Biochemical analysis of homeostatic astrocyte markers in our mouse
models of tau astrogliopathy and neuronal tauopathy revealed a
region-specific reduction of AQP4 and GLT1 in the hippocampus of shams
compared to WT shams. AQP4 is a water channel located on astrocytic
perivascular end-feet that is essential for water flux and waste
clearance termed the glymphatic system [[151]30]. AQP4 is also present
in perineuronal astrocytic processes where it is involved in
maintaining water volume and ion/neurotransmitter buffering in response
to synaptic transmission [[152]31]. Skucas and colleagues (2011)
reported that AQP4-/- mice have impaired memory consolidation linked to
impairments in long-term potentiation and long-term depression
(LTP/LTD) [[153]32]. Based on hippocampal AQP4 downregulation in both
tauopathy models, we expect GFAP^P301L have impaired memory.
Interestingly, CamkIIα^P301L mice exhibit behavioral changes at the age
of 5 months [[154]33], which likely are linked to the substantial
accumulation of pathogenic tau. Moreover, r-mTBI did not elicit changes
in AQP4 levels in the mouse models confirming other studies that have
reported no differences in AQP4 abundance after TBI [[155]34, [156]35].

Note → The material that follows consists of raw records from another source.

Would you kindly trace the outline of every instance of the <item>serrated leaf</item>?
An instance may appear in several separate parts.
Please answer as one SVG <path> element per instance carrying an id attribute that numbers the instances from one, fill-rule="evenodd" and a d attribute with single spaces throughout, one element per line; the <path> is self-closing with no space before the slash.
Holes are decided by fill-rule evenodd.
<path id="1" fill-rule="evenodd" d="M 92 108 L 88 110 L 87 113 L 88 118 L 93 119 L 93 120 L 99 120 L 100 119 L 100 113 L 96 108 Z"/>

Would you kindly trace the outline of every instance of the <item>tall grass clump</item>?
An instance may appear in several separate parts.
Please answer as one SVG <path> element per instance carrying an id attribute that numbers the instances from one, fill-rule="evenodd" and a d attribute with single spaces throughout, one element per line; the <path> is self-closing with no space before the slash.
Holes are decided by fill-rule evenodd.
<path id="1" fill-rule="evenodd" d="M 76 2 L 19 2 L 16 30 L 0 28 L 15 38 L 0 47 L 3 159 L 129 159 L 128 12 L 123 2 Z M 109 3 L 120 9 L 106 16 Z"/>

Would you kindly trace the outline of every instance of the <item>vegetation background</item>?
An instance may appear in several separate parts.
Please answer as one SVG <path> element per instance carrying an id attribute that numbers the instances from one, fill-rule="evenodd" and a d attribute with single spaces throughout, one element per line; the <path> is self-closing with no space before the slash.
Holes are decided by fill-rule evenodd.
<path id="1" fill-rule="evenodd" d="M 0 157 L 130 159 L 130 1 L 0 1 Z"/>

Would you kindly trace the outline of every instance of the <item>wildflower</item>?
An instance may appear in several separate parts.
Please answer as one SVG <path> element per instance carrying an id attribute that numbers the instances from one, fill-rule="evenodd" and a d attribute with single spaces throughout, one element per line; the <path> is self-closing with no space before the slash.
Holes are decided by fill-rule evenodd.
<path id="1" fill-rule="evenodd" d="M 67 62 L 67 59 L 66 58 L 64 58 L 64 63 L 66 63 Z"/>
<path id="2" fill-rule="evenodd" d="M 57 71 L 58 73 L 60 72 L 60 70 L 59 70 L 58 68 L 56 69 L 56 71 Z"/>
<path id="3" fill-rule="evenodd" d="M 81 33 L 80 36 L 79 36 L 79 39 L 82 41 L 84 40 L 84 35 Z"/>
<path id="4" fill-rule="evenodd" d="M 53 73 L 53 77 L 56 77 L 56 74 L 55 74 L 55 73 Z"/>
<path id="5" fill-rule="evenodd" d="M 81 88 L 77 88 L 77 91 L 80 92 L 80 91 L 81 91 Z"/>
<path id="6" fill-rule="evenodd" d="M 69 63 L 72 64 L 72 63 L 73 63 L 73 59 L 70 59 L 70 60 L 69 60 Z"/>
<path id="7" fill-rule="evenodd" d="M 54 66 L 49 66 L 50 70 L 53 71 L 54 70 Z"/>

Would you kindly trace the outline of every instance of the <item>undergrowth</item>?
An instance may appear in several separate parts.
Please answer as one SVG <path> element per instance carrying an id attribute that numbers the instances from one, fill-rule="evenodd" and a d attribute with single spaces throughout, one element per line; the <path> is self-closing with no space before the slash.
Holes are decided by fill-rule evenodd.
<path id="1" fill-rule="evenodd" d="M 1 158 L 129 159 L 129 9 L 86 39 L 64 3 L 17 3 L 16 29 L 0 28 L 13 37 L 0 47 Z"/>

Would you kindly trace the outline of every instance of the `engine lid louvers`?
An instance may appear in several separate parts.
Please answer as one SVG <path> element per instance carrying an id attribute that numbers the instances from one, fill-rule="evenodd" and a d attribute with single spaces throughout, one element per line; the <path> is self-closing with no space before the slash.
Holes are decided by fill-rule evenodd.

Glutamate transporter 1 (GLT1) an astroglial-specific marker was also
affected by the presence of tau overexpression in astrocytes or neurons
only in the hippocampus. GLT1 is responsible for preventing
excitotoxicity by recycling 85% of glutamate excess at the synaptic
cleft after synaptic transmission [[157]36]. Thus, a significant
reduction of GLT1 expression would lead to a significant increase in
extracellular glutamate concentration which ultimately can cause
neuronal loss [[158]2]. Previous studies on CaMKIIα^P301L mice have
shown a ~ 55% loss of hippocampal neurons by the age of 6 months
[[159]37, [160]38], which may suggest a link between a reduction of
GLT1 and neuronal loss due to excitotoxicity. However, we observed no
genotype or injury-related changes in markers of synaptic integrity
such as synaptophysin and PSD95 in our models (data not shown) which
suggests that the significant reduction in GLT1 levels might affect
neurons at a functional level. Further experiments assessing glutamate
concentration and electrophysiological properties of neurons in these
models are needed to confirm this relationship. Moreover, r-mTBI did
not cause changes in GLT1 or GLAST at 3mpi compared to controls. A
previous study showed a significant reduction of GLT1 in the cortical
astrocytes after TBI [[161]39]. The authors also noted that the GLT1
downregulation was observed in astrocytes directly below the impact
site. Additional experiments are essential to assess the mechanism and
the functional effects of alteration in glutamate transporter and AQP4
abundance.
Pathway analysis of DEGs shows that, under sham conditions, astrocytic
tau overexpression compared to neuronal tau overexpression resulted in
greater transcriptional astrocyte change. Tau-bearing astrocytes
(GFAP^P301L astrocytes) showed an immunosuppressed phenotype. On the
contrary, CaMKIIα^P301L astrocytes exposed to neuronal tau and robust
microgliosis showed a pro-inflammatory phenotype and lost their
neurovascular and antioxidant function. Under injury conditions,
GFAP^P301L astrocytes showed greater transcriptional dysregulation
compared to WT and CaMKIIα^P301L astrocytes 3mpi.
Downregulation of neuroinflammatory pathways including IL-12 and IL-15
in GFAP^P301L sham astrocytes might cause suppression of
astrocyte-microglia bidirectional crosstalk since microglia respond to
both interleukins by mounting immune responses [[162]40, [163]41].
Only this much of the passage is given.